A tutte le donne che al principe azzurro preferiscono un piatto di carbonara, ma che in segreto sognano Mr.Darcy e Khal Drogo.

Dedicato anche a tutte le persone che hanno un giudizio, proprio su tutto, e mai richiesto.

*                        *                             *

Prologo.


C'era un signore anziano seduto sulla panchina del parco sotto casa, sospirava, sorridendo commosso dall'alba. Lo avevo già visto lì, con il suo giaccone, i vestiti miseri e la classica acconciatura di chi non se la passa bene da diversi anni. Non girava nessuno nel quartiere così presto di mattina, c'era solo lui. La prima volta pensavo fosse un barbone o un tizio qualunque, magari pazzo e lo osservavo così, per curiosità: non aveva mai alcolici con sé, solo uno zaino e un libro dalla copertina di pelle.

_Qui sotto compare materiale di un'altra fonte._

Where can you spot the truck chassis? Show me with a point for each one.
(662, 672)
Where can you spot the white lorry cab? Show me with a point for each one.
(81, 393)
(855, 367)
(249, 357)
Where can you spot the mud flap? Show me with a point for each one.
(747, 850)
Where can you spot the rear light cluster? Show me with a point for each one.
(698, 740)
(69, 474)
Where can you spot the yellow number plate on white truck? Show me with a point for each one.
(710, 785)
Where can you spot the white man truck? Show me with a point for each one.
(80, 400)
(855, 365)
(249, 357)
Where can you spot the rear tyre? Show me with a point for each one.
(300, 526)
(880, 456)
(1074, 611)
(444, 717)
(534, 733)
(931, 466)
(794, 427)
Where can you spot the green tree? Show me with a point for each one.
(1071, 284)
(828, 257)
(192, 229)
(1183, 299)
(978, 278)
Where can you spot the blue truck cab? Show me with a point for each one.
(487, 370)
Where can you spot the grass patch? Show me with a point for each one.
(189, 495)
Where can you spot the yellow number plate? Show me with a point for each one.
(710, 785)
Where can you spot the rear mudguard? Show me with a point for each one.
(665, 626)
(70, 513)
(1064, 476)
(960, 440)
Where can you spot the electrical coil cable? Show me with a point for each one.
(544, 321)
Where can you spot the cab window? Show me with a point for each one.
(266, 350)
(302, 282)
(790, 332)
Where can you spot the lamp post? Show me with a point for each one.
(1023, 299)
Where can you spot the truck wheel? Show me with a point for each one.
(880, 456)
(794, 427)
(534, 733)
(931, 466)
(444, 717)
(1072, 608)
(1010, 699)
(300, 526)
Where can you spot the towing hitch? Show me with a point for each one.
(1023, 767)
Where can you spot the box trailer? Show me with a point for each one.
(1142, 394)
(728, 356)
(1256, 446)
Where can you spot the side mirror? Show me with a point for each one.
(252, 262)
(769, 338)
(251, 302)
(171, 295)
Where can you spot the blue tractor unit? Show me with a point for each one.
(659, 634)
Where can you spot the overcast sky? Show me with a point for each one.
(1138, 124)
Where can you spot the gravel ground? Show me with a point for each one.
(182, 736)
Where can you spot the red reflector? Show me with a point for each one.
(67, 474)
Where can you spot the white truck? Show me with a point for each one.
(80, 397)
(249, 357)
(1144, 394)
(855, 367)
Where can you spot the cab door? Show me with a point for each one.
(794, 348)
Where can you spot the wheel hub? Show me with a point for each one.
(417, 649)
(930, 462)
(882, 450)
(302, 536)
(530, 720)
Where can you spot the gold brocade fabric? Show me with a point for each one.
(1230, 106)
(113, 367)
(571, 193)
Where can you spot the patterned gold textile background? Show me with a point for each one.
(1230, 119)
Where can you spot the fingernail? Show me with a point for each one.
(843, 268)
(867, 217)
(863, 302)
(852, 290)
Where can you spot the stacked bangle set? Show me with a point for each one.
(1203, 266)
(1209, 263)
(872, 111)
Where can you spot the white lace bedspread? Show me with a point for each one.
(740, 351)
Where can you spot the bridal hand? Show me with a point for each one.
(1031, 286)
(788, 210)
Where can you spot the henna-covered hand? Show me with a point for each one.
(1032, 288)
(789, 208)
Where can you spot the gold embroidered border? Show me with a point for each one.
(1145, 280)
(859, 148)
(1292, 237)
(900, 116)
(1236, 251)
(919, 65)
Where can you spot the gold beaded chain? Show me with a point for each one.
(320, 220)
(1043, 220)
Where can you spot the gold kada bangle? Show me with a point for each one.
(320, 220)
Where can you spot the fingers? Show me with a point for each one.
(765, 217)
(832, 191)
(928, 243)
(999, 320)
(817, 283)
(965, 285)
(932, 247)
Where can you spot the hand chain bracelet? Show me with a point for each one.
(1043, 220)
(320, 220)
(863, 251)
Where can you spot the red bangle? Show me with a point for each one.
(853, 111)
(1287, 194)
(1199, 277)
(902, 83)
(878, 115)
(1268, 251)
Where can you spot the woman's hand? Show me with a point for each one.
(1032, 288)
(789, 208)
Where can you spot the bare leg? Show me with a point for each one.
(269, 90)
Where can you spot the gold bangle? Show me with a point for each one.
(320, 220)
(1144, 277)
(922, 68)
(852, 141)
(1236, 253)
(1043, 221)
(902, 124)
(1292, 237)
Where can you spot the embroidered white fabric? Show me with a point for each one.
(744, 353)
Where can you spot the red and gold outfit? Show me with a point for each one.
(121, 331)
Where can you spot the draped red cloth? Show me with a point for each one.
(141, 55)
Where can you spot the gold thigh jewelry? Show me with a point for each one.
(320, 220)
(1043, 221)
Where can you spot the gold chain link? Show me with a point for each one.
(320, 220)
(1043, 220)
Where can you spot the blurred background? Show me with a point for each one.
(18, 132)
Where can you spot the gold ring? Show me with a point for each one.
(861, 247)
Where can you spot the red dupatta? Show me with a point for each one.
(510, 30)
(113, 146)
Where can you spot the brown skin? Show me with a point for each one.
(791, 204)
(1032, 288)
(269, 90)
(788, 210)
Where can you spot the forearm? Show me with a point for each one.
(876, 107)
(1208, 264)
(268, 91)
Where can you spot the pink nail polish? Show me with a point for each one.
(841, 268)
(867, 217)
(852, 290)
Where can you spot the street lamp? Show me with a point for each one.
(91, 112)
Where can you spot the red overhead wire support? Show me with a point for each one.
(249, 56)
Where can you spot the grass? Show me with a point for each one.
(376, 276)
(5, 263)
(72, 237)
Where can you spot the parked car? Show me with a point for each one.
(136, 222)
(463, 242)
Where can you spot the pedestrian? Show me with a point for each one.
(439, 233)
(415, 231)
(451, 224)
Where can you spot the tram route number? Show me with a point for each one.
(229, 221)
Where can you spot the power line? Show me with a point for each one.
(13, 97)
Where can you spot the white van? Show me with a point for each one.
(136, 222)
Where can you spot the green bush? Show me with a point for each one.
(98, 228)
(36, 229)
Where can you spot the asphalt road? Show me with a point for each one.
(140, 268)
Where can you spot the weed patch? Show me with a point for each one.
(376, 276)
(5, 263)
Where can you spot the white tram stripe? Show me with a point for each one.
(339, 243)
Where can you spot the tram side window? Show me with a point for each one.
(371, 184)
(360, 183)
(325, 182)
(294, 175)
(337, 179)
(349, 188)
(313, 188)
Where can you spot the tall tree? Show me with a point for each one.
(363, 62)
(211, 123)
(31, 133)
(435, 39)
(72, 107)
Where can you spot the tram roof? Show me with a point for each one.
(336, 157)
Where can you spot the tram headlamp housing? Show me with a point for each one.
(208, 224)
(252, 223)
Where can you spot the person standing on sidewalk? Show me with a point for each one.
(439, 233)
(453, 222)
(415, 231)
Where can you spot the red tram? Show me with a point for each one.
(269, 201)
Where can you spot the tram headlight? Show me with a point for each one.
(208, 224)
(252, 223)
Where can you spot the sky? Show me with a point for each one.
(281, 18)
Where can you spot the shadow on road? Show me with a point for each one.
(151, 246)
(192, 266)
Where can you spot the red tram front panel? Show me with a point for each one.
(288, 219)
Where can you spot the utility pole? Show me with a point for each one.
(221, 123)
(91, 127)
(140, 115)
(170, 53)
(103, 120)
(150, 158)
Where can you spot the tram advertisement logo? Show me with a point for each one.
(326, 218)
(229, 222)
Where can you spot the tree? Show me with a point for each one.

Era diventata quasi routine: lo studio, gli incubi, la sveglia alle 4 puntale e il signore sulla panchina. Almeno fino a quando quel signore non scomparse per giorni, poi per settimane. Ero davvero preoccupato di un vecchio sconosciuto che sorrideva all'alba?

Non riuscivo a smettere di pensare a lui, era diventata un'ossessione: iniziai a leggere gli annunci delle persone scomparse, morte o ritrovate, ma di lui neanche l'ombra. Avevo perso la speranza fino a quel giorno.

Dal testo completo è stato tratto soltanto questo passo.